Es vergingen Tage. Mehr als ein Nicken im Flur warfen wir uns nicht zu.

Ich besuchte meinen Vater, er genau so. Doch wir taten es getrennt. Mein Vater fragte, weshalb und ich antwortete ihm, dass es an seiner Arbeit lag. Ich mochte seinen Blick nicht.

Im Atelier zeichnete ich gegen Abend für eine neue Ausstellung der nächsten Woche. Und nach den vergangenen Tagen hätte ich nicht damit gerechnet ihn im Türrahmen stehen zu sehen.

Das hatte er noch nie getan. Dieses Atelier hatte er noch nie betreten. Ich lächelte.

"Gefällt es dir?" 

Ich war so blind. Vor Freude.

Er nickte, näherte sich der Staffelei auf der ich arbeitete.

"Es gefällt mir" 

Seine Stimme hallte gegen die Glasscheiben, die das Atelier umrandeten.

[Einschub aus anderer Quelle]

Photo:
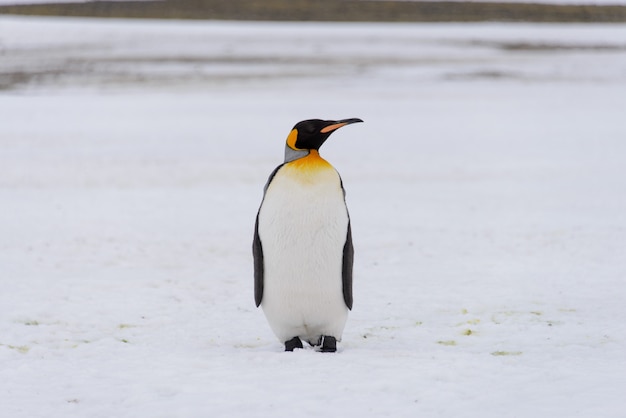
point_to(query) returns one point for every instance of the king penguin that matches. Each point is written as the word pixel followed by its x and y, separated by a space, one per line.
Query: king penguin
pixel 302 243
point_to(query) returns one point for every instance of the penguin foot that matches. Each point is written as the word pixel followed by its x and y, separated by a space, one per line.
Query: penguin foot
pixel 329 344
pixel 292 344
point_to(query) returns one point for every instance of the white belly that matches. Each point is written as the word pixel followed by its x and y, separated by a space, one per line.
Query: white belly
pixel 303 224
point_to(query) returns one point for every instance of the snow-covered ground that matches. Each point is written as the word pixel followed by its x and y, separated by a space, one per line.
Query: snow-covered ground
pixel 591 2
pixel 487 190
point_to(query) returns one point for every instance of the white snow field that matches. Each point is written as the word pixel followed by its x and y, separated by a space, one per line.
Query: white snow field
pixel 487 191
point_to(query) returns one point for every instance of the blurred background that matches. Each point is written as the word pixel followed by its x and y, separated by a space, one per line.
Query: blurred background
pixel 486 192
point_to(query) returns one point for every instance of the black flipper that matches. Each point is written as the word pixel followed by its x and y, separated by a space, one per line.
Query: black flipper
pixel 257 249
pixel 257 252
pixel 346 271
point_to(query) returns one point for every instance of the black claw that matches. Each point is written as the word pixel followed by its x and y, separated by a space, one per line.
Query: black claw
pixel 293 344
pixel 329 344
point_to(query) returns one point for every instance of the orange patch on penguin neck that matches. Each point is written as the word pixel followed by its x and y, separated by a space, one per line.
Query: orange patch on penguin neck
pixel 310 163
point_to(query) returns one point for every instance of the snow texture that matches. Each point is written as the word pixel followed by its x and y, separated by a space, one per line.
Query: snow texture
pixel 487 193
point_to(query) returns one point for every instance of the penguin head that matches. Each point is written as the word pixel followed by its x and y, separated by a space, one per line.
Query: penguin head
pixel 310 134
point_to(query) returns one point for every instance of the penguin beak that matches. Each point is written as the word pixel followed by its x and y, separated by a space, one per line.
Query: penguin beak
pixel 336 124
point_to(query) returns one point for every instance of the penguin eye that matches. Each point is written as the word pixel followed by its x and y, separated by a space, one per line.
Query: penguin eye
pixel 310 128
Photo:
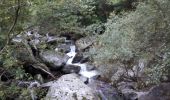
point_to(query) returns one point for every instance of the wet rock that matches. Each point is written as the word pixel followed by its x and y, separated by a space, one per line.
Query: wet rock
pixel 108 70
pixel 63 48
pixel 52 58
pixel 84 43
pixel 84 79
pixel 128 90
pixel 159 92
pixel 69 87
pixel 71 69
pixel 79 58
pixel 90 67
pixel 118 76
pixel 105 90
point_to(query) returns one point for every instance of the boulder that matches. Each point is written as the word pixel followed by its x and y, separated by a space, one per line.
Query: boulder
pixel 158 92
pixel 65 48
pixel 53 59
pixel 105 90
pixel 107 70
pixel 128 90
pixel 70 87
pixel 71 69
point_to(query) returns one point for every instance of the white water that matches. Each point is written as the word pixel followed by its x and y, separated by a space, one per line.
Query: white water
pixel 84 72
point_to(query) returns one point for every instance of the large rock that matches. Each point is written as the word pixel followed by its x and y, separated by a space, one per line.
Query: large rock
pixel 71 69
pixel 70 87
pixel 104 90
pixel 53 59
pixel 159 92
pixel 110 71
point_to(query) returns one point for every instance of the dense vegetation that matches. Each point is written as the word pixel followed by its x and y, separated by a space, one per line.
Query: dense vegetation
pixel 126 32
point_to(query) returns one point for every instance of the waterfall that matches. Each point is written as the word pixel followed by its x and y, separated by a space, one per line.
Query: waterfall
pixel 84 72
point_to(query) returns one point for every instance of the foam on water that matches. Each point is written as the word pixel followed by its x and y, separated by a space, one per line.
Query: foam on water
pixel 84 72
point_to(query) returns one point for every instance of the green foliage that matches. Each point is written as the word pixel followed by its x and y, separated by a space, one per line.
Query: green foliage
pixel 65 15
pixel 132 35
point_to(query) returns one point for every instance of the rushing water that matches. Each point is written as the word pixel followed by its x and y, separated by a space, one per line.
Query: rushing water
pixel 84 72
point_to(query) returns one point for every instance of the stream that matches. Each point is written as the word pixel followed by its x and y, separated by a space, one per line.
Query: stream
pixel 84 72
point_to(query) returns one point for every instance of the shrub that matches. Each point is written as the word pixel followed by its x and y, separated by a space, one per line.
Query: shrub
pixel 136 34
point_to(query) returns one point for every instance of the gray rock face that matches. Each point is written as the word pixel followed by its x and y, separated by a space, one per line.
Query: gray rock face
pixel 159 92
pixel 52 58
pixel 128 90
pixel 105 90
pixel 63 48
pixel 70 87
pixel 71 69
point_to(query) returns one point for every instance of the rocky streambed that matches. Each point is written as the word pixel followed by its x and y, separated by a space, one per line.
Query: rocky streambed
pixel 69 75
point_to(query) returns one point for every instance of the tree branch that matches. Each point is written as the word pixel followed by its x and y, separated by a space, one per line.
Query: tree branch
pixel 12 26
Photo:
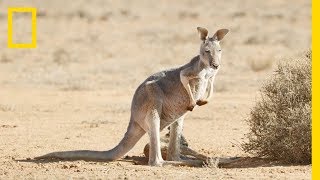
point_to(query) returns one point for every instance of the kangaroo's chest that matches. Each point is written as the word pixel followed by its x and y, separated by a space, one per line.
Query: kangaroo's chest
pixel 199 85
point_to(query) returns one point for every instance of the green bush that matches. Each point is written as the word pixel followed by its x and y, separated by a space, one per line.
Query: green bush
pixel 280 123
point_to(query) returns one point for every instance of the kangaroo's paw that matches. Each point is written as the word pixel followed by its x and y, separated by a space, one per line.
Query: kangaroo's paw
pixel 190 107
pixel 201 102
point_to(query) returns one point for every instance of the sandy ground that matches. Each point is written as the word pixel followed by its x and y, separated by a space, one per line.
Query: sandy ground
pixel 74 90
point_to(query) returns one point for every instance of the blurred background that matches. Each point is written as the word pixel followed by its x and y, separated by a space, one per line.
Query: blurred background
pixel 74 90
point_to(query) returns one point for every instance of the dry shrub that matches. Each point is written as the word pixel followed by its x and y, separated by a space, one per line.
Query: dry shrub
pixel 260 65
pixel 280 123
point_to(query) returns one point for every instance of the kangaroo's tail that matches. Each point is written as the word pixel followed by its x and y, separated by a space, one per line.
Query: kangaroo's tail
pixel 131 137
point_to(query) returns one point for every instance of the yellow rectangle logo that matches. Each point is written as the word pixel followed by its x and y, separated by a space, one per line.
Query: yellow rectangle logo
pixel 33 12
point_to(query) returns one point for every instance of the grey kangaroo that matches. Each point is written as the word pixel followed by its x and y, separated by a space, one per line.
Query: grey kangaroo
pixel 164 99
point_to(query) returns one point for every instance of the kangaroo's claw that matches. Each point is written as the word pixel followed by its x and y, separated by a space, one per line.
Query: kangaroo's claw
pixel 190 108
pixel 201 102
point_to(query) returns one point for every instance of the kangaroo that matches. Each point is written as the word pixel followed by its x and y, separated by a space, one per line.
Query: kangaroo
pixel 162 100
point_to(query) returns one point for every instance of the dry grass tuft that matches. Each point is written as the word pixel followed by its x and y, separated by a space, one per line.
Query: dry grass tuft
pixel 280 124
pixel 260 65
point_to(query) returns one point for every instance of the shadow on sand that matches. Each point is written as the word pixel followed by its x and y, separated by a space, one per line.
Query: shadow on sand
pixel 233 162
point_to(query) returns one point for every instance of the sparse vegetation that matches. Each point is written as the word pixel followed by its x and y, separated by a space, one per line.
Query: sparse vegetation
pixel 257 65
pixel 280 123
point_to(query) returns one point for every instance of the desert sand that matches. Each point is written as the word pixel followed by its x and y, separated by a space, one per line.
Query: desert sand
pixel 74 90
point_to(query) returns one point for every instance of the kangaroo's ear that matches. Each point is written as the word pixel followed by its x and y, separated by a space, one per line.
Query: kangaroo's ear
pixel 203 33
pixel 220 34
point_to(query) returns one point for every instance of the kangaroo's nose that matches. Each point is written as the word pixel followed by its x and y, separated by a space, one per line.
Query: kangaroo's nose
pixel 215 66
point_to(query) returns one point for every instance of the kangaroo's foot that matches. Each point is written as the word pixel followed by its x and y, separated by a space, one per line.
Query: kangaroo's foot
pixel 156 163
pixel 201 102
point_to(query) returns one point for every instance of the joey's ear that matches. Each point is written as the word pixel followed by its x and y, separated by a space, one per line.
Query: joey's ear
pixel 220 34
pixel 203 33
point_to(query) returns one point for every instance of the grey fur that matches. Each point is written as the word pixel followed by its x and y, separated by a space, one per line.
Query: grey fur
pixel 164 99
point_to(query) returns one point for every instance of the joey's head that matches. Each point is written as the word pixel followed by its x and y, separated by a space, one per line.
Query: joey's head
pixel 210 50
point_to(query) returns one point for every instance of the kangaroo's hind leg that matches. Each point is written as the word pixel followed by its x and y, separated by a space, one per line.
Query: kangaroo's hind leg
pixel 152 120
pixel 174 141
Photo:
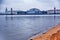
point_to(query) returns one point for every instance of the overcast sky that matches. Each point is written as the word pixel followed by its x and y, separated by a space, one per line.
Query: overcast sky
pixel 28 4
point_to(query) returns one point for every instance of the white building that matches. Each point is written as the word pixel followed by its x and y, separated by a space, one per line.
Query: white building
pixel 57 11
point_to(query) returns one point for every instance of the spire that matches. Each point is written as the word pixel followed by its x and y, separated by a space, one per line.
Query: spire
pixel 54 10
pixel 11 11
pixel 6 10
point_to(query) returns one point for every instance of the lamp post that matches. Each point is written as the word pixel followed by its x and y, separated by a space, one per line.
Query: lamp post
pixel 54 14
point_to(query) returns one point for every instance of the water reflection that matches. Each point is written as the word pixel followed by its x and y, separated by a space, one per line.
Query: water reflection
pixel 23 27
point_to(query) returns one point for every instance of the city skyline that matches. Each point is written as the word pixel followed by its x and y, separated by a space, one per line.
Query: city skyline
pixel 28 4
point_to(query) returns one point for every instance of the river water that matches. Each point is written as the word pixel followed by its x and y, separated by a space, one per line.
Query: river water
pixel 24 27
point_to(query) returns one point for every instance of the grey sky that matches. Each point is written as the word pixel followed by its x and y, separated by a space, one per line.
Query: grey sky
pixel 27 4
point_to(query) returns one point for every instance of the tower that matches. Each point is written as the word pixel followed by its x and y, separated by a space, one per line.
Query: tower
pixel 54 10
pixel 6 10
pixel 11 11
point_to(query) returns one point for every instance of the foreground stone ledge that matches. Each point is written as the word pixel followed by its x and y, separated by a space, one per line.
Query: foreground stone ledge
pixel 52 34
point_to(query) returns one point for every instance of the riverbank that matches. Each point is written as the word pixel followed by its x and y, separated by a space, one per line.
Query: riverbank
pixel 52 34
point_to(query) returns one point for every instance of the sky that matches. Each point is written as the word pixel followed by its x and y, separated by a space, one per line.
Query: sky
pixel 28 4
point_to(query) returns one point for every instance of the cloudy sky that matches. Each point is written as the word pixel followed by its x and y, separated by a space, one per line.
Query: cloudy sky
pixel 28 4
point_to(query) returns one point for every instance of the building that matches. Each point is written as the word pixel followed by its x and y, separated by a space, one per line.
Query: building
pixel 53 11
pixel 34 11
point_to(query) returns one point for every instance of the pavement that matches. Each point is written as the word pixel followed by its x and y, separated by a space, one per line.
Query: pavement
pixel 51 34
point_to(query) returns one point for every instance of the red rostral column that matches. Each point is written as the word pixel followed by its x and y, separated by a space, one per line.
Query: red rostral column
pixel 6 10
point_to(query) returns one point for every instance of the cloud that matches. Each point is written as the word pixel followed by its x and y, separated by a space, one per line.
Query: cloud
pixel 27 4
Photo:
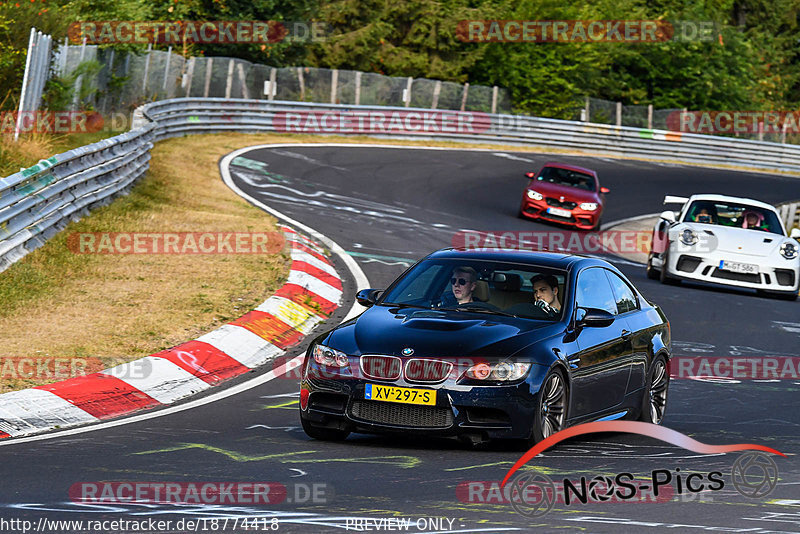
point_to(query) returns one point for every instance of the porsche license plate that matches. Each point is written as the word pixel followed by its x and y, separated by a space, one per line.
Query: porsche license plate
pixel 426 397
pixel 559 212
pixel 736 267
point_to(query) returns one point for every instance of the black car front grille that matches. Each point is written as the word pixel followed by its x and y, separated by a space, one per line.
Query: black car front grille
pixel 381 367
pixel 739 277
pixel 389 413
pixel 422 370
pixel 558 204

Meine Hand zitterte, als ich den Pinsel in die Farbe tunkte. 

"Ich stelle es nächste Woche auf. Im Delouré. Du könntest mit. Dort sind noch einige andere meiner Gemälde" 

Er war noch nie mit gegangen, ins Delouré.

Die Augen dieses Mannes konzentrierten sich auf mich und meine Nervosität. Die Stille erdrückte den Raum grässlich.

"Ich meine, ich kann verstehen, falls nicht. Immerhin bist du kein Kunstfanatiker, was?" 

Ich setzte den Pinsel falsch an. Ich könnte laut aufschreien. Seine Präsenz verunsicherte mich.

"Ich komme vorbei" Ich sah zu ihm hin. 

"Du kommst vorbei?" Er nickte.

Meinen Kopf wand ich ab, so dass er mein ehrliches Lächeln nicht sah.

"Aber nicht lange" 

Meine Gesicht erfror. 

"Das ist nicht schlimm", entgegnete ich. 

Meine Hand bewegte sich wieder über das Gemälde. Aus dem Augenwinkel sah ich, dass er in meine Richtung sah. Ich wusste nicht, ob ich mir erhoffte, dass er das Gemälde oder mich ansah.

Abends saßen wir wieder gemeinsam am Esstisch. Ich sprach nicht, denn meine Frage hätte sich erneut auf seine Arbeit bezogen und so langsam verlor ich die Lust an immer ein und dem selben Thema.

"Wann hast du damit angefangen?", fragte er mich, gerade als ich aus meinem Glas trank. Fast hätte ich das Wasser wieder ausgespuckt. "Mit dem Zeichnen" 

Ich realisierte nicht, dass er mir diese Frage nach so langer Zeit stellte.

"Mit sechzehn" 

Das Alter. Es erinnerte mich an die Zeit, in der wir uns kennengelernt hatten.

Er war ein Mann, der sich kontrollieren konnte. Wenn er wollte, strahlte sein Gesicht. Wenn er nicht wollte, wirkte er verschlossen und desinteressiert. Die Mischung dieser Gemütszustände äußerte sich indem seine Mundwinkel leicht zuckten, er aber im selben Moment nicht interessiert wirkte.